Liputan6.com, Jakarta - Fase vulkanisme Gunung Anak Krakatau hingga saat ini masih terus tumbuh dan berkembang. Gunung Anak Krakatau terletak di antara gugusan kepulauan vulkanik yang berada di Selat Sunda antara Pulau Jawa dan Sumatera.
Bahkan lokasinya jadi salah satu destinasi wisata yang banyak dikunjungi. Tapi, bagaimana sejarah Gunung Krakatau?
Advertisement
Peneliti gunung api Pusat Vulkanologi dan Mitigasi Bencana Geologi (PVMBG), Mamay Surmayadi menyatakan, berdasarkan catatan sejarah, letusan besar Krakatau terjadi pada tahun 1883.
Namun berdasarkan catatan dari pemerintah Hindia Belanda atau manuskrip dokumen Jawa kuno disebutkan pada tahun 416 M atau 338 Saka gunung api tersebut dikenal sebagai Gunung Kapi atau Krakatau Purba.
Kata dia, saat itu terjadi letusan besar yang juga menghasilkan tsunami besar seperti halnya pada tahun 1883.
"Kalau kita melihat kondisi saat ini, tiga pulau besar, Pulau Rakata, Pulau Sertung, dan Pulau panjang, merupakan bagian pinggir dari gunung api purba, atau Gunung Kapi," kata Mamay kepada Liputan6.com.
Dentuman Letusan Gunung Krakatau Purba
Berdasarkan rekonstruksi dan dimensinya, Gunung Kapi merupakan gunung api yang besar atau raksasa.

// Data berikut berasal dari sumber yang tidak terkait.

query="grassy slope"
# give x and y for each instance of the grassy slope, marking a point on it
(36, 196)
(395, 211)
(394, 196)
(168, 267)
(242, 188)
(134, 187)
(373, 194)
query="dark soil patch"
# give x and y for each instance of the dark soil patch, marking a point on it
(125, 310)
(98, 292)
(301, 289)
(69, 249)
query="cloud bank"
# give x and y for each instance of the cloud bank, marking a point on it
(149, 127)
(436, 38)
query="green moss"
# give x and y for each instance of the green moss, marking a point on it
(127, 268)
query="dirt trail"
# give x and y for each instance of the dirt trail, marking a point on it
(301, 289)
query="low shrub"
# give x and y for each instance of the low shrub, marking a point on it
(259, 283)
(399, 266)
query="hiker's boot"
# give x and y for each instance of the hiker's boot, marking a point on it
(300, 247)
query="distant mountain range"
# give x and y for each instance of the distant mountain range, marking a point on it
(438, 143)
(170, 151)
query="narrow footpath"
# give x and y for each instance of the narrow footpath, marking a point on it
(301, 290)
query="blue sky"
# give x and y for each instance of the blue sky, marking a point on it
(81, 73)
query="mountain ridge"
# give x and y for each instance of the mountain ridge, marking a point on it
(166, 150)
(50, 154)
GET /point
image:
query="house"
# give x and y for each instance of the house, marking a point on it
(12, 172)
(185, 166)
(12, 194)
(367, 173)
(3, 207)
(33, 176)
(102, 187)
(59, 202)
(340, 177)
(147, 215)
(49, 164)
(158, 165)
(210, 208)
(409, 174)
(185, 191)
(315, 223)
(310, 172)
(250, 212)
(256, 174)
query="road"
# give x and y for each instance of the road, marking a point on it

Lalu berdasarkaan buku Krakatau 1883, The Vulcanic Eruption and Its Effect oleh Tom Simkin and Richard Fiske disebutkan, saat terjadi letusan Gunung Kapi suara dentuman letusannya cukup besar.
Bahkan sampai terdengar sampai daratan wilayah Banten bagian timur atau Gunung Batuwara yang berjarak sekitar 30 meter sampai di Gunung Rajabasa, Lampung.
"Hal ini merepresentasikan kejadiaan landaan tsunami tahun 1883. Berdasarkan dari manuskrip tersebut, nampaknya letusan Gunung Kapi tahun 416 sama dengan letusan Krakatau tahun 1883," ucapnya.
Kendati begitu, kata Mamay, tak ada keterangan lebih lanjut mengenai letusan Gunung Kapi. Sedangkan ketika peristiwa letusan pada tahun 1883 dampaknya menghasilkan gelombang tsunami sekitar 30 meter dan menerjang pesisir Banten.
Letusan ini juga membuat kerusakan infrastruktur dan korban jiwa lebih dari 36ribu jiwa. Lanjut Mamay, jika merujuk pada letusa pada 22 Desember 2018 Gunung Anak Krakatau muncul di pinggir kaldera besar yang dihasilkan dari letusan tahun 1883.
"Itu berarti dia muncul di satu lokasi yang kurang stabil, ditambah dengan pertumbuhan gunung yang semakin besar, kemudian energi letusan, dan bisa dipicu oleh gempa-gempa tektonik, karena di Selat Sunda merupakan jalur-jalur tektonik. Sehingga potensi letusan dan adanya tsunami masih memiliki probabilitias yang cukup tinggi," jelas dia.
Gunung Krakatau Jadi Lokasi Wisata dan Pendakian
Seperti dilansir lampungprov.go.id, Gunung Anak Krakatau memiliki luas sekitar 320 hektare dan merupakan pulau tak berpenghuni.
Gunung Anak Krakatau termasuk kawasan cagar alam Krakatau dengan total seluas 13.605 hektar yang dikelola oleh Badan Konservasi Sumber Daya Alam (BKSDA) Provinsi Lampung. Sekarang, Gunung Anak Krakatau adalah salah satu tempat wisata di Banten yang paling disukai pendaki gunung.
Kegiatan utama dan paling favorit di sini adalah mendaki Gunung Krakatau. Berdasarkan beberapa sumber teks Jawa Kuno, ketinggian Krakatau purba diperkirakan hampir 2000 mdpl.
Daya tarik wisata Gunung Krakatau yang sering jadi perbincangan, terletak pada sisa-sisa letusannya yang menghasilkan eksotisme bentangan alam sisa dari letusan dahsyat. Ditambah lagi dengan Anak Gunung Krakatau yang masih aktif dan fluktuatif. Selain itu, tinggi Gunung Anak Krakatau yang makin bertambah juga menjadi daya tarik pengunjung.